The latest UK labor market figures released on 17 February 2026 point to a steadily cooling jobs market, strengthening the case for the Bank of England to resume cutting interest rates as soon as March, according to leading economists at KPMG UK. Yael Selfin, Vice Chair and Chief Economist at KPMG UK, said the data will reassure the Monetary Policy Committee (MPC).

“Pay pressures are easing further and the labor market continues to soften,” she noted.

Policymakers may also wish to head off downside risks to employment by acting before their next detailed forecast in April.

Headline annual pay growth, excluding bonuses, slowed to 4.2% in the three months to December, down from 4.4% the previous period.

The decline was driven in part by the first drop in public-sector wage settlements since July 2025.

Weak demand for staff has reduced workers’ bargaining power, while lower household costs are also dampening wage expectations.

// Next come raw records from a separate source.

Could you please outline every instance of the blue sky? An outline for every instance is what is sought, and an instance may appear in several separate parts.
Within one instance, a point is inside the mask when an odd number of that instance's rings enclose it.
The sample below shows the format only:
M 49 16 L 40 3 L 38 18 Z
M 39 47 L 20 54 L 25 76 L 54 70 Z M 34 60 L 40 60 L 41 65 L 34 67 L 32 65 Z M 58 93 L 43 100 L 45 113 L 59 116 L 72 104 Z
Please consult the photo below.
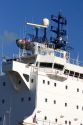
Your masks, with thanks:
M 25 20 L 41 23 L 59 11 L 67 18 L 68 40 L 73 58 L 83 60 L 83 0 L 0 0 L 0 59 L 17 53 L 16 38 L 24 37 Z M 31 32 L 27 27 L 27 32 Z

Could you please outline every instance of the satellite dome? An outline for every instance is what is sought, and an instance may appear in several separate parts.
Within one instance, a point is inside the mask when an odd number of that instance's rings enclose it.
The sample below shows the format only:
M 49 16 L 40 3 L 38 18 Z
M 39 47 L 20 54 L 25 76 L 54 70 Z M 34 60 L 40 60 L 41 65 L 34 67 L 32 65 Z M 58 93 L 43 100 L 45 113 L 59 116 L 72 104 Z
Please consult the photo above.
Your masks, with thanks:
M 49 26 L 49 20 L 47 18 L 43 19 L 43 25 L 44 26 Z

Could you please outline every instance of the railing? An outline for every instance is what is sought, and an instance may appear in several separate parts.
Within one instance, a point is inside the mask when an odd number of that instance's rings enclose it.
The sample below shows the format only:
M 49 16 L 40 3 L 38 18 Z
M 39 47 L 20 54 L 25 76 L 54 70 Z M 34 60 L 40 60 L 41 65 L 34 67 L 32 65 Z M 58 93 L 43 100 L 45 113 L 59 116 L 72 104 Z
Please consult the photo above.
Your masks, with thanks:
M 47 120 L 36 120 L 36 122 L 32 122 L 32 123 L 23 122 L 23 123 L 20 123 L 19 125 L 63 125 L 63 124 L 60 121 L 52 122 Z

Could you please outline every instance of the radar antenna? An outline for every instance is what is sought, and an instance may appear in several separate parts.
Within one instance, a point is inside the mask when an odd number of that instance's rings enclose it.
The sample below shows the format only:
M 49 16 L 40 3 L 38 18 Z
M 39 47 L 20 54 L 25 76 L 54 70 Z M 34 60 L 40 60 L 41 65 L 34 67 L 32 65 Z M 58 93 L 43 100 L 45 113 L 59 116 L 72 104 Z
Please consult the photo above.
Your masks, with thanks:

KPMG forecasts that pay growth will moderate further to around 3% by the end of 2026.

At the same time, the unemployment rate edged up slightly to 5.2% in the three months to December.

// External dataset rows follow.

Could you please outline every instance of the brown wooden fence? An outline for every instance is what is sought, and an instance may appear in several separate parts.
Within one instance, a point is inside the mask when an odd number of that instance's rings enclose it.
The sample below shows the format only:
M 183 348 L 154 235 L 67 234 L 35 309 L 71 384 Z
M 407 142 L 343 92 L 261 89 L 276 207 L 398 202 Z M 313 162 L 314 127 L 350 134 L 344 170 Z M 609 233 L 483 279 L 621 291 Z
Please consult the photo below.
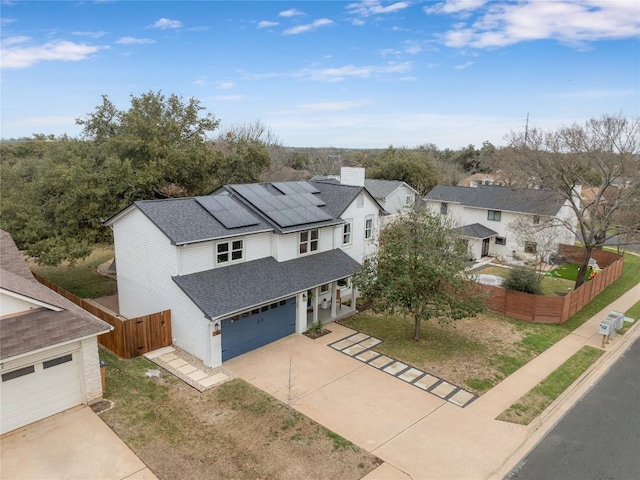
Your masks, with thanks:
M 137 318 L 123 318 L 96 302 L 84 300 L 60 288 L 40 275 L 33 275 L 43 285 L 114 327 L 111 332 L 98 336 L 98 342 L 122 358 L 137 357 L 168 347 L 172 343 L 171 310 Z
M 580 255 L 584 251 L 582 248 L 571 245 L 560 247 L 560 252 L 567 261 L 580 263 Z M 485 294 L 484 304 L 489 310 L 527 322 L 564 323 L 622 275 L 622 256 L 597 250 L 593 252 L 592 257 L 602 271 L 565 296 L 531 295 L 502 287 L 479 285 Z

Although the rate rose steadily throughout 2025, KPMG expects it to stabilize near current levels over the coming year and to average 5.2% across 2026 as a whole.

Encouraging forward-looking indicators suggest the worst of the slowdown may be behind us.

Business surveys point to improving hiring conditions, and job vacancies have remained broadly stable in recent months.

These signs of tentative recovery come after a challenging 2025 marked by subdued labour demand.

Selfin highlighted the dual message in the data: “Demand for labour remains weak, which has curtailed workers’ bargaining power. At the same time, falling costs for households should temper pay demands.”

The combination is helping to bring inflationary pressures under control without triggering a sharp rise in joblessness.

For businesses, the outlook is cautiously positive.

Stabilizing unemployment and flattening vacancies suggest that the period of rapid contraction in hiring may be ending.

Employers who paused recruitment amid uncertainty over tax changes and economic conditions could soon regain confidence to expand their workforces, particularly in sectors where skills shortages persist.

For workers, the picture is mixed.

Slower wage growth will ease the cost-of-living squeeze for many households but may feel disappointing after several years of stronger rises.

The overall stabilization of unemployment should, however, limit the risk of widespread redundancies.

KPMG’s analysis suggests the UK labor market is now said to be entering a phase of relative calm.

With pay pressures continuing to moderate and hiring sentiment beginning to improve, the economy appears better placed to absorb any remaining headwinds.

The anticipated March rate cut, if delivered, would provide additional support by reducing borrowing costs for businesses and households.

Overall, today’s figures reinforce the narrative of a labor market that has cooled sufficiently to allow monetary policy to ease without endangering employment stability. As 2026 unfolds, the key question will be whether these green shoots of recovery translate into sustained hiring and broader economic momentum.